J. Fries et J. Heermans examinent quelques-unes des principales questions liées à la gestion des forêts naturelles en Afrique aride et semi-aride et mettent en relief trois actions prometteuses: l'une au Niger et deux au Burkina Faso. S. Guinko et L.J. Pasgo démontrent l'importance économique des produits forestiers comestibles dans un village du Burkina Faso, tandis que F. Murindagomo examine le programme CAMPFIRE du Zimbabwe, qui est un programme de gestion de la faune sauvage fondé sur la participation populaire.
F.R. Bach décrit l'état d'avancement du projet à long terme de la FAO intitulé «Ressources génétiques d'essences arborées des zones arides et semi-arides en vue de l'amélioration des conditions de vie rurale»; ce projet illustre une approche systématique de la conservation et de l'amélioration des ressources génétiques forestières. R.J. Vandenbeldt met en relief les possibilités offertes par les systèmes d'agroforesterie dans les zones tropicales semi-arides, tout en recommandant de ne pas appliquer sans discernement les techniques mises au point pour des zones plus humides. Le présent numéro d'Unasylva contient en outre deux articles tirés de documents pertinents préparés pour le 10é Congrès forestier mondial. A. Kowsar décrit les bons résultats obtenus grâce à un système simple et à bon marché de gestion de l'eau en Iran, reposant sur l'étalement des eaux de crue; A. Babaev et N. Kharin examinent le rôle des arbres et des formations ligneuses dans la lutte contre la désertification en URSS.

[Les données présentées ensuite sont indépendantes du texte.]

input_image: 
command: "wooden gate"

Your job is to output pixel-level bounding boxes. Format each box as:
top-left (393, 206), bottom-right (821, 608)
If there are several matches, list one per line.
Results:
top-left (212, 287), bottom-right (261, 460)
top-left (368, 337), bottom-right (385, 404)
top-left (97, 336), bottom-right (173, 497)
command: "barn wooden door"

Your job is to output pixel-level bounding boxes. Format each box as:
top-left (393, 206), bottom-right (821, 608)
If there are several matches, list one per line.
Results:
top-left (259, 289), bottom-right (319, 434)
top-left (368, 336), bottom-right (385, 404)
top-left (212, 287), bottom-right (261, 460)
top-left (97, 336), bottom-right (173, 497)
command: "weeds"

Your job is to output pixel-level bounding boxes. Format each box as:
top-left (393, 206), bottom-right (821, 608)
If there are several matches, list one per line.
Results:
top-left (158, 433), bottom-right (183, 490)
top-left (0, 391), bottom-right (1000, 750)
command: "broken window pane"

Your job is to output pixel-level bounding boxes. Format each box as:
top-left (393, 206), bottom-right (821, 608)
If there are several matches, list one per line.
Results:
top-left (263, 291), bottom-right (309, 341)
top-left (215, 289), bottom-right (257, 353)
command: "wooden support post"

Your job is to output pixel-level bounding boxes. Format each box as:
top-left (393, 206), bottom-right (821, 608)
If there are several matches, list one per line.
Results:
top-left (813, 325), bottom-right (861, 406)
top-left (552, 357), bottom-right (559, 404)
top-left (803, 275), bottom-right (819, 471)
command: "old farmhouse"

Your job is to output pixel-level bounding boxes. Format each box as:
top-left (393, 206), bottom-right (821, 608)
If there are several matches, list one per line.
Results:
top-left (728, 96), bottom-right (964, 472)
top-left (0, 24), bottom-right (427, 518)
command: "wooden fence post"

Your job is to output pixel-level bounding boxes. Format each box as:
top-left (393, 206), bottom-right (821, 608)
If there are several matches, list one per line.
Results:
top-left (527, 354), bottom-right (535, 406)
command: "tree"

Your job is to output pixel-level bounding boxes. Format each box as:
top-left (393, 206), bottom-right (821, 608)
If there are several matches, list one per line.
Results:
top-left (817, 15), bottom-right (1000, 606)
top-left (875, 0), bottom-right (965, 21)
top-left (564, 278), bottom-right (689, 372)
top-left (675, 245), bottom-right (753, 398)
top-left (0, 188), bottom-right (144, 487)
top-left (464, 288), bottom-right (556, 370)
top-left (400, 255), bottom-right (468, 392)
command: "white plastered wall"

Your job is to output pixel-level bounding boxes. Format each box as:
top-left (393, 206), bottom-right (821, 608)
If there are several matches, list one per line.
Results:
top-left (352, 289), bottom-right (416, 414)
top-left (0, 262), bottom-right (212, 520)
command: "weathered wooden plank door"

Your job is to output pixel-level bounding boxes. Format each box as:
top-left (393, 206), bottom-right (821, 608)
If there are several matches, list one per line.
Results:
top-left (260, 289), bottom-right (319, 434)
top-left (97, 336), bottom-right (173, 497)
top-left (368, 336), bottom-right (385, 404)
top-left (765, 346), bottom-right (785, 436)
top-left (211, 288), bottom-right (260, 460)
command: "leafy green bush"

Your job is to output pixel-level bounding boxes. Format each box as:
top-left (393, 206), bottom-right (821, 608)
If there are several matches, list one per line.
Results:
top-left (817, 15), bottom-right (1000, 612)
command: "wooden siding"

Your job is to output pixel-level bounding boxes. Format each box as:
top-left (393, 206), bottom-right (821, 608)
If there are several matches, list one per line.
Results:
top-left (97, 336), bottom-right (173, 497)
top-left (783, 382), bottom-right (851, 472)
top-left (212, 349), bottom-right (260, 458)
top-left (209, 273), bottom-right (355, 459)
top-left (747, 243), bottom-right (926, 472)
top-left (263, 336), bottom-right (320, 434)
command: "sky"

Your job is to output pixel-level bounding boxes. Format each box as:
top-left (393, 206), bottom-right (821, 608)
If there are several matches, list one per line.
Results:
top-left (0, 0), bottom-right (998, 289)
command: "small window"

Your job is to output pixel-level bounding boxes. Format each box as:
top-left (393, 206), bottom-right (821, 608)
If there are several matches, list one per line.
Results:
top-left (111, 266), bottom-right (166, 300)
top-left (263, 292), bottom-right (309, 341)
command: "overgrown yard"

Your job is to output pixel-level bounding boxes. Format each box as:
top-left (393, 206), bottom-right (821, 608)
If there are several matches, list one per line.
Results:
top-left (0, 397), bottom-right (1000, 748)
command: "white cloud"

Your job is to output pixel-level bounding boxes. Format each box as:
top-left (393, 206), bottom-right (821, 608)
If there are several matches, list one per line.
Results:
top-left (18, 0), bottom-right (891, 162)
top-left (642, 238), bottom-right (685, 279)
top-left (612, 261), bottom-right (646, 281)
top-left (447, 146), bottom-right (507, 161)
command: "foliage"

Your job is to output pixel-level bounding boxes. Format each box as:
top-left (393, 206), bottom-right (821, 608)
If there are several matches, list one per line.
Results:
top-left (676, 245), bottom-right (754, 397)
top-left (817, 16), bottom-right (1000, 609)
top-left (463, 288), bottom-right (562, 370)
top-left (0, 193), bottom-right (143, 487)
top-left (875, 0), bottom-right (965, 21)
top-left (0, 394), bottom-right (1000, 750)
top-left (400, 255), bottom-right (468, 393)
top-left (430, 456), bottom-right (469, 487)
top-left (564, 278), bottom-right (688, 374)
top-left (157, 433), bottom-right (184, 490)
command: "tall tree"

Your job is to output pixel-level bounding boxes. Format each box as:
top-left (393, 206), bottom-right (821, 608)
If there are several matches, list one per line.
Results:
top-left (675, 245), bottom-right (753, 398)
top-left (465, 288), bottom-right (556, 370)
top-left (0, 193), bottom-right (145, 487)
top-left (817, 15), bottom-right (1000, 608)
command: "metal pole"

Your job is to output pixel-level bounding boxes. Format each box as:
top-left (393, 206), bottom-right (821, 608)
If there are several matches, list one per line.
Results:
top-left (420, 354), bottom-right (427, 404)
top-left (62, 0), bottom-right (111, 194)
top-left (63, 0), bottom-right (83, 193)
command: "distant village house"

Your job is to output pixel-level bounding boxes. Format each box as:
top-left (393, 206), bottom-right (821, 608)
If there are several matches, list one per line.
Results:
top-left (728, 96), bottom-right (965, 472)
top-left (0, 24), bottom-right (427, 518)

Avec le présent numéro, Unasylva entame son deuxième cycle de publications de deux ans depuis qu'il a recommencé à paraître en janvier 1990. Les nombreuses réactions positives aux huit numéros d'Unasylva «nouvelle formule» sont bien réconfortantes. Nous souhaitons néanmoins saisir cette occasion pour inviter de nouveau nos lecteurs à participer encore plus activement au dialogue permanent entamé. Les perspectives, observations et suggestions des responsables de la foresterie et des ressources naturelles dans le monde entier sont indispensables pour compléter le travail du Comité consultatif de rédaction en vue d'assurer la qualité et la pertinence du journal.